Stop Stressing! Perfectly Normal Changes Every Couple Goes Through
Don’t worry: your love isn’t disintegrating, he doesn’t find you any less attractive, and you’re not in a rut. There are just some behaviors couples can’t keep up forever. But these changes here will come and go throughout any good relationship.
When you first start dating, one night with no sex feels like a real problem. You wake up the next morning feeling you got in a fight and think something must be wrong! Something feels missing all day. But eventually, you start respecting your different sleep schedules, your exhaustion after long days of work, and you don’t wait up to have sex or wake your partner up for some action. You both get it: you need sleep. At least on the nights you do have sex, it’s that much more exciting.
Sleeping together every night
You used to crave cuddling together every night. You’d put up with his uncomfortable pillows or poor temperature control, just to be together. Eventually, your sleep deprivation catches up to you and—it’s nothing personal to your partner—but you need a couple nights alone, in your own bed, to stretch out and sleep in. It’s not about avoiding each other; it’s about getting some sleep!
Late night visits
You used to drive to one another’s places, even if you got off work at 11 pm, just to spend thirty minutes together before passing out. Now, you’re a little more logical. You think: what’s the point of going over there if we’re not even going to get quality time together, and I could just wake up in my own home, with all the things I need to get ready for work? When you get busy, you prioritize quality time over just, any time.
Texting all day
Anything funny that just happened, any thought that crossed his mind, any cute dog/baby he passed by—you used to get a text about it. You got a play-by-play of his every moment. Eventually, you prefer to save things to talk about when you see each other later. And you don’t need to constantly be in touch to feel connected.
Distraction from life
It used to be that, no matter what you were doing, if your partner wasn’t there, that’s all you noticed: his absence. You noticed that over anything else going on—even if you were doing something really fun! But eventually you’ll want to engage in other parts of your life, other than your relationship. That’s healthy. You should be able to enjoy experiences, with or without your partner.
Being “in sync”
You’re hyper aware of one another’s needs, wants, and moods when you first start dating. That’s a part of why some people feel they’ve met their “soul mate.” But, that can’t last forever. You each have full lives, outside of one another. You each have tons of concerns, goals, and issues on your minds that will affect your moods and energy levels in different ways. So don’t feel discouraged when suddenly, you’re not always hungry, sleepy, happy and horny, at the same time.
Always bringing a plus one
When invited to something, you used to immediately ask if you could bring your partner.
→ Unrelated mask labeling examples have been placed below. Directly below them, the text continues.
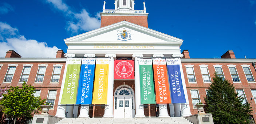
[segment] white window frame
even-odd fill
[[[244,93],[244,99],[245,99],[245,103],[246,103],[246,102],[247,102],[248,101],[247,101],[247,98],[246,98],[246,95],[245,95],[245,93],[244,92],[244,89],[236,89],[236,93],[237,93],[237,90],[243,90],[243,92]]]
[[[3,82],[3,83],[11,83],[12,82],[12,80],[13,79],[13,77],[14,77],[14,74],[15,74],[15,72],[16,71],[16,69],[17,69],[17,66],[18,66],[17,64],[9,64],[8,65],[8,69],[7,69],[7,71],[6,71],[6,73],[5,73],[5,76],[4,77],[4,82]],[[11,81],[11,82],[5,82],[5,78],[6,78],[6,76],[7,75],[7,73],[8,72],[8,71],[9,71],[9,69],[10,68],[10,67],[15,67],[15,70],[14,71],[14,73],[13,73],[13,75],[12,75],[12,80]]]
[[[24,71],[24,68],[25,68],[25,67],[30,67],[30,71],[29,71],[29,73],[28,74],[28,79],[27,79],[27,82],[26,82],[26,83],[27,83],[28,80],[28,78],[29,77],[29,75],[30,74],[30,72],[31,71],[31,69],[32,69],[32,66],[26,66],[25,65],[23,65],[23,69],[22,69],[22,72],[21,72],[21,74],[20,75],[20,79],[19,80],[19,82],[18,83],[23,83],[23,82],[20,82],[20,79],[21,79],[21,77],[22,77],[22,75],[23,75],[23,72]]]
[[[44,76],[45,76],[45,73],[46,72],[46,69],[47,69],[47,66],[48,66],[48,65],[44,65],[44,64],[41,64],[41,65],[38,65],[38,71],[37,73],[36,73],[36,79],[35,79],[35,83],[43,83],[43,82],[44,82]],[[44,72],[44,77],[43,78],[43,80],[42,81],[42,82],[36,82],[36,78],[37,78],[38,77],[38,71],[39,71],[39,68],[40,67],[45,67],[46,69],[45,69],[45,72]]]
[[[48,96],[49,96],[49,93],[50,92],[50,91],[51,90],[55,90],[56,91],[56,94],[55,94],[55,98],[54,98],[54,103],[53,106],[52,106],[52,108],[50,108],[49,109],[50,110],[54,110],[54,106],[55,105],[55,103],[56,102],[56,96],[57,96],[57,94],[58,93],[58,91],[57,90],[48,90],[48,93],[47,94],[47,98],[46,99],[46,102],[47,102],[47,100],[48,100]]]
[[[200,98],[200,94],[199,94],[199,91],[198,90],[198,89],[191,89],[191,90],[190,90],[190,95],[191,96],[191,100],[192,100],[192,104],[193,105],[193,108],[194,108],[194,109],[196,109],[196,107],[194,106],[194,105],[194,105],[194,103],[193,102],[193,97],[192,96],[192,93],[191,93],[192,90],[196,90],[197,91],[197,93],[198,93],[198,97],[199,98],[199,103],[200,103],[201,102],[201,99]]]
[[[35,90],[34,91],[40,91],[40,94],[39,94],[39,96],[41,96],[41,90]]]
[[[233,83],[242,83],[241,82],[241,79],[240,79],[240,77],[239,77],[239,75],[238,74],[238,73],[237,72],[237,69],[236,69],[236,65],[227,65],[227,66],[228,67],[228,70],[229,70],[229,74],[230,74],[230,76],[231,77],[231,79],[232,79],[232,81],[233,81]],[[236,69],[236,74],[237,74],[237,76],[238,77],[238,79],[239,79],[240,82],[234,82],[234,80],[233,80],[233,78],[232,77],[232,74],[231,74],[231,72],[230,71],[230,69],[229,69],[229,67],[235,67],[235,68]]]
[[[202,78],[203,79],[203,81],[204,82],[204,83],[212,83],[212,80],[211,79],[211,77],[210,76],[210,73],[209,73],[209,70],[208,69],[208,65],[199,65],[199,67],[200,67],[200,70],[201,71],[201,75],[202,75]],[[202,73],[202,67],[206,67],[206,68],[207,69],[207,72],[208,72],[208,76],[209,77],[209,78],[210,79],[210,82],[205,82],[204,80],[204,77],[203,77],[203,74]],[[206,75],[206,74],[204,74],[204,75]]]
[[[226,78],[225,78],[225,75],[224,75],[224,72],[223,71],[223,69],[222,68],[222,65],[213,65],[213,67],[214,67],[214,70],[215,70],[215,72],[216,72],[216,69],[215,69],[215,67],[220,67],[220,68],[221,68],[221,71],[222,71],[222,74],[223,75],[223,79],[224,79],[225,80]]]
[[[53,65],[53,69],[52,69],[52,77],[51,78],[51,81],[50,81],[50,83],[59,83],[60,78],[60,74],[61,74],[61,70],[62,69],[62,66],[63,65]],[[54,68],[55,67],[60,67],[60,74],[59,75],[59,80],[58,82],[52,82],[52,77],[53,77],[53,73],[54,71]]]
[[[3,64],[0,64],[0,70],[1,70],[1,69],[2,68],[2,66],[4,65]]]
[[[245,78],[246,78],[246,80],[247,81],[247,83],[256,83],[256,82],[255,82],[255,80],[254,79],[254,77],[253,77],[253,75],[252,75],[252,70],[251,70],[251,68],[250,67],[250,65],[241,65],[241,66],[242,66],[242,68],[243,68],[243,70],[244,71],[244,75],[245,76]],[[247,78],[246,78],[246,74],[245,74],[245,73],[244,72],[244,67],[249,67],[249,70],[251,72],[251,75],[252,75],[252,78],[253,79],[253,80],[254,80],[254,81],[248,81],[248,80],[247,80]]]
[[[252,90],[255,90],[256,91],[256,89],[251,89],[251,92],[252,93],[252,98],[253,98],[253,100],[254,100],[254,102],[256,104],[256,100],[255,100],[255,99],[256,99],[256,94],[255,94],[255,96],[253,96],[253,94],[252,94]]]
[[[194,65],[185,65],[185,67],[186,67],[186,71],[187,73],[187,77],[188,77],[188,81],[189,83],[197,83],[196,81],[196,74],[195,74],[195,70],[194,69]],[[189,79],[188,78],[188,70],[187,69],[187,67],[192,67],[193,69],[193,72],[194,73],[194,77],[195,77],[195,82],[189,82]]]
Eventually, you’ll want to experience some things on your own. That’s an important part of continuing to develop self. Plus, your friends will get tired of you always bringing the boyfriend along.
You were once always scheming up the next date—thinking of museums you want to visit together, hikes you want to take, movie marathons and weekend getaways. But that takes a lot of energy and money. You’ll start having more nights in, in front of the TV, with whatever’s in the fridge.
You were once each other’s favorite topic. At dinner with friends, every time you opened your mouth it was to tell something impressive, cute, or funny your partner did. But, this too, is something your friends will get tired of hearing, and you’ll pick up on it and cool it. You’ll also stop watching your partner’s every move, so you’ll have other things on your mind to talk about.
Making every meal special
There’s something about food and love that go together so perfectly. When your love is perfect and exciting, you want every meal to be the same. But after a while, instead of Yelping a fun place with atmosphere and specialty drinks every time you get a meal, you’ll be picking up ready to go things from the store, or dipping into your frozen food.
Stopping everything if someone’s upset
It used to be if one of you was upset, you cancelled your plans, stayed in and comforted one another. You were so sensitive to one another’s pain. You were suffering if your partner was suffering, and could not go out and be with your friends. Now, you get better at putting issues/arguments/high tensions on hold, so you can go on the double date you planned, and pick things up at a more convenient time. Because that’s how the world goes round.
Taking an interest
You eat up every piece of information your partner gives you in the beginning. You extensively study things he is passionate about, come with him to events for things you usually don’t care about and act enthusiastic. But, eventually, you only have so much enthusiasm to give out, and you save it for your own passions/interests, and you let your partner go do his thing, while you do yours.
Checking each other’s schedules
God forbid you miss a night together when you could have been together — in the beginning. So any time you’re invited to something, you call your partner to make sure he didn’t have other plans for the two of you that night, or something he wants you to come with him to, before RSVP’ing. Eventually, if you know you can make it, you accept the invite. Your partner can either come if he’s free, or not.
Spending too much on gifts
We don’t like to worry about money when we’re newly in love. We don’t like to worry about any practical matters. We just want to do everything for and give everything to our partners. And so, we tend to buy gifts we can’t really afford. After a couple birthdays and holidays, you realize if you only go up from here…you’ll be broke soon. And you become more financially practical with your gifts.